The bins, which were showcased on the popular UK television show Dragon’s Den, show display advertising on three sides of the contraption. The fourth side is a solar panel that charges a battery during the day, allowing the bins to illuminate the ads at night.
The bins will be situated along the shore from the area near President’s jetty to the area near the berth for the airport ferry, a strip where vessels commonly collect and deposit tourists from nearby resort islands.
The bins are already used in Hong Kong, Singapore, Italy, and several cities in the UK. Advertisers include the UK’s National Health Service and Apple Inc.
Announcing the decision today, Managing Director of the Maldives Marketing and Public Relations Corporation, Simon Hawkins, explained that the government would only pay the costs to ship the five bins from Singapore.
“Clever Bins will receive 80 percent of the ad revenue for providing the bins and technology, while we will keep the rest and divide it between the relevant stakeholders,” he said.
“This is not a profit exercise – the Maldives has committed to becoming carbon neutral by 2020, and we are receiving more visitors to Male’ than ever before. The market has also shifted in favour of Asian visitors, who seek cultural experiences – a trip to Male’ can be a highlight, but they find it very frustrating when there is nowhere to put rubbish.”
Hawkins described the bins as “robust and vandal proof” to “British hooligan” standards – “they have them in Manchester,” he noted, adding the they would be in well-lit and trafficked areas right outside Male’s main police station.
Male’ City Council will be responsible for clearing the bins and provide a staff member who will be trained in their maintenance and upkeep, with spare parts available via courier. Clever Bins had a vested interest in keeping the bins functional, Hawkins said, as their ad revenue depended on it.
The MMPRC would sign a contract this week and the bins would be delivered in six weeks, he said, adding that he believed the advertising spots would be of interest to companies keen to show off both their high tech and environmental credentials..
Director of local environmental NGO Bluepeace, Ahmed Ikram, said that even if the bins were gimmicky “we would welcome them as it will help raise awareness that littering is a problem”, and said he hoped the program would lead to bins being rolled out to the rest of Male’.
“Before the 1970s much of our rubbish was biodegradable [and] thrown onto the beach or into the sea,” he said. “Since then we have developed rapidly and acquired modern goods, but it is still ingrained in us that littering is not a problem,” he said.

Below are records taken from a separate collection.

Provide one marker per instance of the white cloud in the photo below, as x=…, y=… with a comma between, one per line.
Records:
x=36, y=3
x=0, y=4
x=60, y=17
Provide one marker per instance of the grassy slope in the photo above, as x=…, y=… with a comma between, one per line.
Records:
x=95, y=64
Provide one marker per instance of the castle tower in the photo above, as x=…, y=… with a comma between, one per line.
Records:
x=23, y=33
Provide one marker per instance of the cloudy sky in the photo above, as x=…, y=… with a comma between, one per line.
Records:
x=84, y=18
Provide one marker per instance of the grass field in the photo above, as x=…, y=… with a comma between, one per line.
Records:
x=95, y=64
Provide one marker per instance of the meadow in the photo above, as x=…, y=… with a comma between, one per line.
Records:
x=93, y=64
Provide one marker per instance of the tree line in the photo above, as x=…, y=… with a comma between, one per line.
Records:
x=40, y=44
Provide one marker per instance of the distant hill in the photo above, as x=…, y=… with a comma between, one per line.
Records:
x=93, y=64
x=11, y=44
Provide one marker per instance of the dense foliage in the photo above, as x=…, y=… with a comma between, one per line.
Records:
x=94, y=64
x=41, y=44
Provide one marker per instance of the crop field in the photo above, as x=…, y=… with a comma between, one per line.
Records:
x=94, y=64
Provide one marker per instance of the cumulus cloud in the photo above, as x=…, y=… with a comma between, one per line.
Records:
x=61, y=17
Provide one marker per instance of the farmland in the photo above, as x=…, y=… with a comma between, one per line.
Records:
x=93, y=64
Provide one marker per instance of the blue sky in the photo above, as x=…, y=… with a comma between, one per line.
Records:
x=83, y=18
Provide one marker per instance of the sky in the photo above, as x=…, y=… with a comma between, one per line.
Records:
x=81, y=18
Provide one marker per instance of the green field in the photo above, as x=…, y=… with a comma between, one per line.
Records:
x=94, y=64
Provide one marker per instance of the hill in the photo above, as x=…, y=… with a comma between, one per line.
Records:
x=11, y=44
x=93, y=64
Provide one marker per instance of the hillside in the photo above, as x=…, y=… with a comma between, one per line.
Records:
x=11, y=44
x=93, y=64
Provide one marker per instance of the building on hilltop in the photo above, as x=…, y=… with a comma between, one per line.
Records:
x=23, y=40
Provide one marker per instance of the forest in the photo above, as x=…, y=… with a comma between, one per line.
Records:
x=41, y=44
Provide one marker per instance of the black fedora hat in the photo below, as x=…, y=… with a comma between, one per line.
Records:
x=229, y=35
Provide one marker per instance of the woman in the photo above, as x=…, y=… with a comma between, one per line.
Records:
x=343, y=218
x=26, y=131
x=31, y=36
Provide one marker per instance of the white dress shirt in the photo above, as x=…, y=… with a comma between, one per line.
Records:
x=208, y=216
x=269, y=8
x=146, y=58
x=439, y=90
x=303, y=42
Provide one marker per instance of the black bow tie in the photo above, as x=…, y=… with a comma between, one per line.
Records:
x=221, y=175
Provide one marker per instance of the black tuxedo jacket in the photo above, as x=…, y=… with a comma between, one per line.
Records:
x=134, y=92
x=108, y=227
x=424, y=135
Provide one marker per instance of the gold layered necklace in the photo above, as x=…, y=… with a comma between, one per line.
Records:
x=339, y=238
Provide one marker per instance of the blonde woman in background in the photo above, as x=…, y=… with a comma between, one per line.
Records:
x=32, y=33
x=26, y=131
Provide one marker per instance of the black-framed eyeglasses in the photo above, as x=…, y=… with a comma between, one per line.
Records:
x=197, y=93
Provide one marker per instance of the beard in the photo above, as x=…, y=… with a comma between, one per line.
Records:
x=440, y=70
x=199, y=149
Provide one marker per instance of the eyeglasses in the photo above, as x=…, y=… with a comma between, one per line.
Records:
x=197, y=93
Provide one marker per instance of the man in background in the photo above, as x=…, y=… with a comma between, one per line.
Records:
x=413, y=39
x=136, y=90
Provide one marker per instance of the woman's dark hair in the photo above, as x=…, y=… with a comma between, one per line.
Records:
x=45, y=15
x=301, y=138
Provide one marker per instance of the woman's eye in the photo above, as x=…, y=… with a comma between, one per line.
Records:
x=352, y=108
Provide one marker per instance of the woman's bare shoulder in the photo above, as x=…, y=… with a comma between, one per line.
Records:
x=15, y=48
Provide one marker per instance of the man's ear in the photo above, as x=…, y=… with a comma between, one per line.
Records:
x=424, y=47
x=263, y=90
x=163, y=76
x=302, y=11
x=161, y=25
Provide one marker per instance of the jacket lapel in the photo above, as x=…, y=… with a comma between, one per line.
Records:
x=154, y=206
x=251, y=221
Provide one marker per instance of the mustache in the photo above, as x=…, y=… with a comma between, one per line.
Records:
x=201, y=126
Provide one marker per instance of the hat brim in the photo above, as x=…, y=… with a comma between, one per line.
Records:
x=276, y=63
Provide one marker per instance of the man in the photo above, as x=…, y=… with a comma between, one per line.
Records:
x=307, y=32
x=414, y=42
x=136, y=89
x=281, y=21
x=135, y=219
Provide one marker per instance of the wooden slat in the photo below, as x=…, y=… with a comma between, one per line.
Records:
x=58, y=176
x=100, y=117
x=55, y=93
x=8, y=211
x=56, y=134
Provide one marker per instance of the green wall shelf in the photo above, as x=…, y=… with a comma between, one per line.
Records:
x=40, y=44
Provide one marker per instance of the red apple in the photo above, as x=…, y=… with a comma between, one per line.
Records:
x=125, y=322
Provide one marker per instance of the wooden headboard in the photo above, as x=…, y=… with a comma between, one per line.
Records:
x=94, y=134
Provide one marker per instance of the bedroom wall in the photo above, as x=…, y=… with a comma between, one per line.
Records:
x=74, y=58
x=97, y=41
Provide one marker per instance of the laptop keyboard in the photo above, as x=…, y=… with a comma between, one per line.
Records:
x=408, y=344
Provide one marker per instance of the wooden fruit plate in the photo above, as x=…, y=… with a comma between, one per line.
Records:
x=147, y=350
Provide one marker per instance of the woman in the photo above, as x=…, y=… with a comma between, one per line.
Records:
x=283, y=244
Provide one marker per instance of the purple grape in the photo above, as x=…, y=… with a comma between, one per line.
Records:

Last week the Environment Protection Agency (EPA) blamed a surge of garbage floating in Thilafushi lagoon on “impatient” trash boats, which had begun to float out into the sea, and announced its intention to investigate 10 culprits.
Minivan News recently interviewed a visiting French tourist, Mary Kivers, who had spent several days visiting Guraidhoo and observed that garbage was “everywhere”.
“It’s funny because we who live abroad think that Male’ will be an example for the world about pollution and everything, since global warming is important here. But when you see the inhabitants in the Maldives, they put anything into the sea. It was funny, on Guraidhoo one of the girls had a diaper, and I asked her where she was going. She said, ‘I am going to the bin,’ and she went and threw it in the sea.”